US Officials Stall AI Chip Exports to Middle East in Fear of Shipment Diversion to China

US officials have reportedly delayed the issuance of licenses to semiconductor giants like Nvidia and Advanced Micro Devices (AMD) for the export of large-scale artificial intelligence (AI) accelerators to the Middle East. This move comes as part of a broader national security review of AI development activities in the region, according to individuals familiar with the situation.

The review, which lacks a defined timeline or specific criteria for determining shipment size, is especially targeting high-volume sales to nations like the United Arab Emirates (UAE) and Saudi Arabia, where there is a growing demand for AI data center chips.

AI accelerators, a category pioneered by Nvidia, play a crucial role in processing vast amounts of data required for AI applications such as chatbots and other tools, making them indispensable for companies and governments building AI infrastructure.
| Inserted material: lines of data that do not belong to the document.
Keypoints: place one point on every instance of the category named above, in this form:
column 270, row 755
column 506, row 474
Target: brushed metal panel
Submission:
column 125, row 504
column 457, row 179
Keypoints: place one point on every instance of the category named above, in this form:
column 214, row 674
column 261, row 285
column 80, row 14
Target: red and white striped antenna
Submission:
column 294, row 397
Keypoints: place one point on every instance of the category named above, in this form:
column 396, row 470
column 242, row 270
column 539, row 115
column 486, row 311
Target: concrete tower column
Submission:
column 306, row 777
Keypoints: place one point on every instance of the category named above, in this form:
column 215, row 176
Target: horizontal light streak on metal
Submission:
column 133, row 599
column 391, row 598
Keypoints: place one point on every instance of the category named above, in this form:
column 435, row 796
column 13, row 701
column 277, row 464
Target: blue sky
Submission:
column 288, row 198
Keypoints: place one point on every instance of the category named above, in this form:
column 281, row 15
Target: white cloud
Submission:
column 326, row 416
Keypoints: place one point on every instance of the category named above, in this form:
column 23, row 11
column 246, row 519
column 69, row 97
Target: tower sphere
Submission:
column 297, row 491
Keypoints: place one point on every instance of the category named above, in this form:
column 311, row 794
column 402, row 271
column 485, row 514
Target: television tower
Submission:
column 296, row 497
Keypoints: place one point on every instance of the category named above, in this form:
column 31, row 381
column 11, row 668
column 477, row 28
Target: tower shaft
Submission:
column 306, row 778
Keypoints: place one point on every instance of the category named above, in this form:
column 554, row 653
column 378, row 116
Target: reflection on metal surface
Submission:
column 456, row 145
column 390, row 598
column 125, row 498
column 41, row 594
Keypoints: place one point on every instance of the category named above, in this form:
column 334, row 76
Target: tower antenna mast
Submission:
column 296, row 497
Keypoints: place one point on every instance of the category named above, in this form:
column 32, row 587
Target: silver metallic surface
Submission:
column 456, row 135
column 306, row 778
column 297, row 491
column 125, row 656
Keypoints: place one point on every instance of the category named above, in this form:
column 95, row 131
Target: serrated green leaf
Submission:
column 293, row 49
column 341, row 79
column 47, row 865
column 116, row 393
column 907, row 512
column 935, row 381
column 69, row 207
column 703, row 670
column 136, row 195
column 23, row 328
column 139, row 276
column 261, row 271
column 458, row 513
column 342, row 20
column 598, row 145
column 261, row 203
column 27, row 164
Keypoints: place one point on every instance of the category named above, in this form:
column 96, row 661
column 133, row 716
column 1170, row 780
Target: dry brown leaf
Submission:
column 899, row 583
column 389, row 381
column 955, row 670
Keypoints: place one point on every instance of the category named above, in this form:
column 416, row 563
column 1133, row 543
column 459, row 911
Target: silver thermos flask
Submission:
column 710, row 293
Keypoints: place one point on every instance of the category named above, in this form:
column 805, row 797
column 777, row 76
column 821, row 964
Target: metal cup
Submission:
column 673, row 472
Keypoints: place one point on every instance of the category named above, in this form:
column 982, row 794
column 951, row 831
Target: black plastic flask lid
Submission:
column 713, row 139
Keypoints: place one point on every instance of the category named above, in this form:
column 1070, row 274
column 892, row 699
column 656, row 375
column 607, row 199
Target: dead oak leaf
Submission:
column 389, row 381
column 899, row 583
Following the expansion of chip export restrictions to include much of the Middle East by the US Commerce Department in October, companies have been required to obtain special licenses for exporting cutting-edge semiconductors and chipmaking tools to countries like Saudi Arabia and the UAE.

Recent reports suggest that US officials have either deferred or not responded to license applications under this regulation, impacting proposed sales to customers in the Middle East.
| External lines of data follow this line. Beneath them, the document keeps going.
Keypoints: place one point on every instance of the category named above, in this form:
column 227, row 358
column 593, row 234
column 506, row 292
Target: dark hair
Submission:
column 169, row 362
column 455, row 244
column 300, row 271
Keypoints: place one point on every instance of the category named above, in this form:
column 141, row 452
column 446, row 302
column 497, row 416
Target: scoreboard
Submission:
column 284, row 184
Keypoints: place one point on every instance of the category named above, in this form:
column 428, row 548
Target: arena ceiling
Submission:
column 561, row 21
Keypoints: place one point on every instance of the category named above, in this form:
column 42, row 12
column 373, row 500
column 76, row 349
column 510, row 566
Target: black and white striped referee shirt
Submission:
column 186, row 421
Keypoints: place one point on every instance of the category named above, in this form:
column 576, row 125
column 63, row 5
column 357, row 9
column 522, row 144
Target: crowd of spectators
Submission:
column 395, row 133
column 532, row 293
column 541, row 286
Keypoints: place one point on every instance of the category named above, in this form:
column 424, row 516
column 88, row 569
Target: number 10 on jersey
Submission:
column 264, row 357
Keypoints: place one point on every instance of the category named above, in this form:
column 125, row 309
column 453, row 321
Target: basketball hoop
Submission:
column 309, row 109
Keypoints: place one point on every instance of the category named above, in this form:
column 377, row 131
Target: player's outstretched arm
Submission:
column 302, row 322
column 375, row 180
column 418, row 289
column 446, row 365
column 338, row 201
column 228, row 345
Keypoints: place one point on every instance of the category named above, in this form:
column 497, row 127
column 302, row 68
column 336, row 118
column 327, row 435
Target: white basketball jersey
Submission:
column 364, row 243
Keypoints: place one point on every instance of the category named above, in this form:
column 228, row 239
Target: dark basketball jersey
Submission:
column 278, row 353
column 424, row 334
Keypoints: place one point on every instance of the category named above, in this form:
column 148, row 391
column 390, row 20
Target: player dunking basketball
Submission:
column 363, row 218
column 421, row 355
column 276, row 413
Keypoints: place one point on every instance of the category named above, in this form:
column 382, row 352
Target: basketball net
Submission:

Major players in the semiconductor industry, including Intel and Cerebras Systems, are also affected by the licensing delays. These developments have had an impact on the stock market, with the share price of Nvidia dropping 3.77% yesterday to $1,105 per share and down another percent in an after-hours session.
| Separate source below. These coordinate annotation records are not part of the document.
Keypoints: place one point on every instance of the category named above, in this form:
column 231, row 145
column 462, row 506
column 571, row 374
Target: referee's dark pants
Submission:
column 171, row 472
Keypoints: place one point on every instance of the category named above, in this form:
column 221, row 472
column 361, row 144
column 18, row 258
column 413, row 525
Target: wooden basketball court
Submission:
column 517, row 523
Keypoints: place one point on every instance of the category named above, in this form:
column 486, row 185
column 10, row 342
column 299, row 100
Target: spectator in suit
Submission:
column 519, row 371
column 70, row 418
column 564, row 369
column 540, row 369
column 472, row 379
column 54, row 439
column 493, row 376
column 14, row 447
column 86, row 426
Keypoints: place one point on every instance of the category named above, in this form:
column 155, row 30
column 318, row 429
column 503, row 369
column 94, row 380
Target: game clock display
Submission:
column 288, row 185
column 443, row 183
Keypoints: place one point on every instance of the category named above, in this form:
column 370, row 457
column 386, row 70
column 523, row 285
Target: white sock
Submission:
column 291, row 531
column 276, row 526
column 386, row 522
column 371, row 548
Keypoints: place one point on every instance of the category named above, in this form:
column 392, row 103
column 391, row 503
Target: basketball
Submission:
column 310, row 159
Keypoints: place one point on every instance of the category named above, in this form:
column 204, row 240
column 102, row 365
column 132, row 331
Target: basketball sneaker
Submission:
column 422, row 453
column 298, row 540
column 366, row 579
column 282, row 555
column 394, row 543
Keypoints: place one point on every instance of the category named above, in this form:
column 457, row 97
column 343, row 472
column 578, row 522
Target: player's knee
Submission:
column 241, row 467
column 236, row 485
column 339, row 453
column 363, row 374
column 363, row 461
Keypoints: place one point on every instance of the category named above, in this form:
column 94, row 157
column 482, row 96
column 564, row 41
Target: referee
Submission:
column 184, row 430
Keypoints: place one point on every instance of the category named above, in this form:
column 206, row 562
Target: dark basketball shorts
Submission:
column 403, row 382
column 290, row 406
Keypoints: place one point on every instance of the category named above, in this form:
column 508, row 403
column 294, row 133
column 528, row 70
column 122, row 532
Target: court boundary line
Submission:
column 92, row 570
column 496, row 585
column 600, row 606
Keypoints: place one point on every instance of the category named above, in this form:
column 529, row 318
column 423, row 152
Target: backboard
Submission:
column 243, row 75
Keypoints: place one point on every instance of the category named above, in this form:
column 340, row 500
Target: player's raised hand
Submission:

The Commerce Department emphasized national security concerns and highlighted the importance of due diligence in reviewing advanced technology license applications.

One of the key apprehensions driving this scrutiny is the potential for China to circumvent restrictions and access American technology through data centers in the Middle East, while the Biden administration actively seeks to prevent China from acquiring advanced semiconductors and manufacturing equipment.

Countries like the UAE and Saudi Arabia are positioning themselves as AI leaders in the region to diversify their economies away from oil dependency.

Both countries have expressed their commitment to cooperating with the US to prevent Chinese involvement in their supply chains despite the fact that Saudi Arabia had recently partnered with China’s Lenovo Group to establish a research and development center in Riyadh.